# Functional approximation

## Prelude: curses

### Curse of dimensionality

The state space tends to grow to a large size easily. Let's take the Atari game. The input is an $84\times 84 \times 4$ image with intensity values between 0 and 256. How many states are possible?

$$|S| = 255^{84\cdot 84 \cdot 4} \approx 10^{50000}$$

Which is huge, and it is not possible to store it in a table. This is the curse of dimensionality.

### Curse of modeling

therefore the transition matrix $T(s, a, s')$ is way bigger than the state space. For instance in case of the Atari game, the size of the transition matrix:

$$|T| = |S| \times |A| \times |S| \approx 10^{100000}$$

The transition matrix is huge and impossible to store it in the memory. It is also difficult to learn or identify such a huge model by sampling the environment. It is harder than exploring the state itself. This is the curse of modeling. Model-free methods can eliminate this problem.
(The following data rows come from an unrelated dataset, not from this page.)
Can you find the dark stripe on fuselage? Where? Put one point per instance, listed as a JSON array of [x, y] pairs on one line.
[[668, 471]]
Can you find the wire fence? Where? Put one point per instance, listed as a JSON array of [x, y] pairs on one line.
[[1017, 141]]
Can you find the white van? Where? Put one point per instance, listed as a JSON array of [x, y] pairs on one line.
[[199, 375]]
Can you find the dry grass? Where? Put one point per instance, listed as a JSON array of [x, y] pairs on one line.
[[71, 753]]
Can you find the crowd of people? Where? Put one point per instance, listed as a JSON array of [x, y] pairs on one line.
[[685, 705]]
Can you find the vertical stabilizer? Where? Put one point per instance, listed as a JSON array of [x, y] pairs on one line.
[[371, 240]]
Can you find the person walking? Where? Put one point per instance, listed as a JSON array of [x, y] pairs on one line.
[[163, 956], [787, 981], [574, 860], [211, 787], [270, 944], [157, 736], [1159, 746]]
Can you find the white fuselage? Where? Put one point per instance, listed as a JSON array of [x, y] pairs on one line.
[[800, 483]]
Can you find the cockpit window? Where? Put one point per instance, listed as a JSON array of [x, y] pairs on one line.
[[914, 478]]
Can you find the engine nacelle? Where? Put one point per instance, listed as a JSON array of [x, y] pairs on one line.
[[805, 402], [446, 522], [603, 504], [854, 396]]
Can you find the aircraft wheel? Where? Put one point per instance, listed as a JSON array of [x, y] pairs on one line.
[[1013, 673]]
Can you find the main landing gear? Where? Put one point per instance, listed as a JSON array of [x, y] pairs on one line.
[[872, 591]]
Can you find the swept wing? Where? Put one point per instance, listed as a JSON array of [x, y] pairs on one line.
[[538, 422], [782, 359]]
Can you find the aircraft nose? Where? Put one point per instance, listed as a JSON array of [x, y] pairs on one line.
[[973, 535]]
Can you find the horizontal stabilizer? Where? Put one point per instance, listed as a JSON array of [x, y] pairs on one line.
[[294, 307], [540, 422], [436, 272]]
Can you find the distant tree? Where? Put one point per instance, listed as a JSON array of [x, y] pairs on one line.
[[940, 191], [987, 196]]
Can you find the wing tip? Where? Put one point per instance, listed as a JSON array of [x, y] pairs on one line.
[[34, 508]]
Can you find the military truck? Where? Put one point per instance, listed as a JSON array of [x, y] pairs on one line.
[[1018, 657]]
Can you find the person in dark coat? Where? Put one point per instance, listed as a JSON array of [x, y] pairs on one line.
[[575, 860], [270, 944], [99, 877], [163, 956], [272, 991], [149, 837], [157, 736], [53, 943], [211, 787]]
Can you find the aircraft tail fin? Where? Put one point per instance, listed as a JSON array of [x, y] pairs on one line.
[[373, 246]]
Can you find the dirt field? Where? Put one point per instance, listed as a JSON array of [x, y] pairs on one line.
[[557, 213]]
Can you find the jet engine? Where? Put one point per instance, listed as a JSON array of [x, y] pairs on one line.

### Curse of credit assignment

When a longer episode is played or executed, it is not evident which actions were the most relevant to achieve the final result. This is the credit assignment problem.

## Motivation:

1. We've seen RL finds optimal policies for arbitrary environments, if the value functions $V(s)$ and policies $Q(s, a)$ can be exactly represented in tables
2. But the real world is too large and complex for tables
3. Will RL work for function approximators?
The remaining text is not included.